Pemogokan pun berlangsung hingga keesokan harinya, dimana di hari ke dua ini, 
Asih beralih posisi menjadi tim negosiasi, bersama beberapa teman perwakilan 
dari bagian-bagian lain. Tim nego mencoba mengajak berunding pihak perusahaan, 
namun ditolak oleh managemen perusahaan, dan setelah melakukan pertemuan besar 
diantara buruh, akhirnya semua bersepakat untuk mendatangi Kantor Depnaker 
Pusat di Jln. Gatot Subroto--waktu itu Yakob Nuwawea yang menjabat sebagai 
Menteri Tenaga Kerja—

Berkat kekompakan dan semangat juang yang tinggi, akhirnya pada hari ke tiga, 
pihak Depnaker mendatangi pihak Perusahaan, dan kemudian melakukan perundingan 
bersama—tripartite—yaitu antara pihak buruh, management dan beberapa utusan 
dari Depnaker Pusat.

Meskipun perundingan berlangsung alot, akhirnya 75 % tuntutan buruh dipenuhi 
oleh management, antara lain : persoalan air, sholat, cuti haid, cuti tahunan, 
uang transpot, uang makan, denda (potongan uang rijek) di hapuskan, mutasi dan 
tunjangan gaji berkala.

Hari ke empat, semuanya kembali masuk bekerja dengan perasaan puas dan bangga. 
Kebahagiaan itu tercermin dari wajah-teman-temanya yang ceria dan semangat 
dalam melakukan kerja-kerjanya. Walaupun di dalam hati kecil Asih dan 
teman-temanya masih ada pertanyaan “kira-kira di PHK gak ya? Kira-kira ada yang 
di mutasi gak ya?” Dan berbagai macam pertanyaan lain menyelimuti benak 
masing-masing.

Ternyata dugaannya benar, Asih di diemin oleh Direkturnya, Asih di mutasi ke 
bagian produksi, Asih di isolasi/di jauhkan dari teman-temanya. Namun semangat 
untuk tetap mempertahankan hasil-hasil yang sudah didapat membuat Asih dan 
teman-teman meneruskan pertemuan-pertemuan, dari kontrakan yang satu ke 
kontrakan yang lainnya, juga pertemuan di secretariat serikat buruh yang 
mendampingi, selain itu pertemuan juga membicarakan kemungkinan-kemungkinan 
terburuk yang akan dilakukan oleh pihak managemen.

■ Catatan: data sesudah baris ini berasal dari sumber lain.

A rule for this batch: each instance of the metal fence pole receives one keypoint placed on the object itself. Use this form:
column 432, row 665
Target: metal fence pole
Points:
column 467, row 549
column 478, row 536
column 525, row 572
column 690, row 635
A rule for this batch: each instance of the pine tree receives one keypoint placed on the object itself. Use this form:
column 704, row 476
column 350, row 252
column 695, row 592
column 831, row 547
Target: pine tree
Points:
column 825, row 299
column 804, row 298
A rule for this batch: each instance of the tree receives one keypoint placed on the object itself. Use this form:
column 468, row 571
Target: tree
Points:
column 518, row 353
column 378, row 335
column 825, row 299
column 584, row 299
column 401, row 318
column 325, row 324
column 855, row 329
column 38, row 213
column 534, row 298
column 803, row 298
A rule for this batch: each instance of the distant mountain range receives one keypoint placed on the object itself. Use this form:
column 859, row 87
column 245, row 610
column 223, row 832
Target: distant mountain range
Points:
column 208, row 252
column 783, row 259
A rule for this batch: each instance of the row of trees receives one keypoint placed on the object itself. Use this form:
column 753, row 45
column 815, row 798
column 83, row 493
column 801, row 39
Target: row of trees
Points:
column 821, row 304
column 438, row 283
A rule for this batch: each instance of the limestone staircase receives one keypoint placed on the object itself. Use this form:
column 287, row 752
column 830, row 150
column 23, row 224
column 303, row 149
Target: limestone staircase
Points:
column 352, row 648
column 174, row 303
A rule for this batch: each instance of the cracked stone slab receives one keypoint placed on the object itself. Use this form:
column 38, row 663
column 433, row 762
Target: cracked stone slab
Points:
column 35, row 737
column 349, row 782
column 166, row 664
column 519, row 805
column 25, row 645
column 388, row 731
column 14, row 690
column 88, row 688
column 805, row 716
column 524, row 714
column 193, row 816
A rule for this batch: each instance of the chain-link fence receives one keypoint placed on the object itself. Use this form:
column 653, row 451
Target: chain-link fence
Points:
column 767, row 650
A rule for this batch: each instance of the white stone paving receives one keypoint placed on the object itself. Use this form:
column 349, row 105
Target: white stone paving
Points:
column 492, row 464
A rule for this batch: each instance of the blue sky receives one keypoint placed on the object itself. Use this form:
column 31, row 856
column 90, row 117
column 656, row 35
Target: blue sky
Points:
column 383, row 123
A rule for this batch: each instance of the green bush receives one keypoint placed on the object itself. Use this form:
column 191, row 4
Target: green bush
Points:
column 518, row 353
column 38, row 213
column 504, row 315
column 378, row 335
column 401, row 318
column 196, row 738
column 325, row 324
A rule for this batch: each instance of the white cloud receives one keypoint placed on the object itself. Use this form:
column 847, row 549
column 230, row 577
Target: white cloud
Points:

Dan untuk memperkuat barisan, segera dibentuk Serikat Buruh Tingkat Pabrik, 
dimana seluruh perwakilan bagian/line menjadi pimpinan bersama, dengan sebagian 
diantaranya dipilih menjadi pengurus hariannya, dan Asih terpilih menjadi 
divisi advokasi.

Hari-hari selanjutnya, hidup Asih mulai disibukan dengan pertemuan-pertemuan, 
dengan dikusi-diskusi, pendidikan-pendikan, membagi-bagikan selebaran, 
demontrasi-demontrasi, bahkan tak jarang bersama dengan teman-teman yang lain, 
juga dari pabrik lainnya, Asih terlibat dalam demonstasi ke pusat-pusat 
kekuasaan; Istana Negara atau DPR/MPR, baik dengan tuntutan kaum buruh maupun 
dengan tuntutan-tuntutan yang lebih umum, seperti menolak kenaikan harga BBM, 
menolak penggusuran, menuntut persoalan banjir dan lain sebagainya.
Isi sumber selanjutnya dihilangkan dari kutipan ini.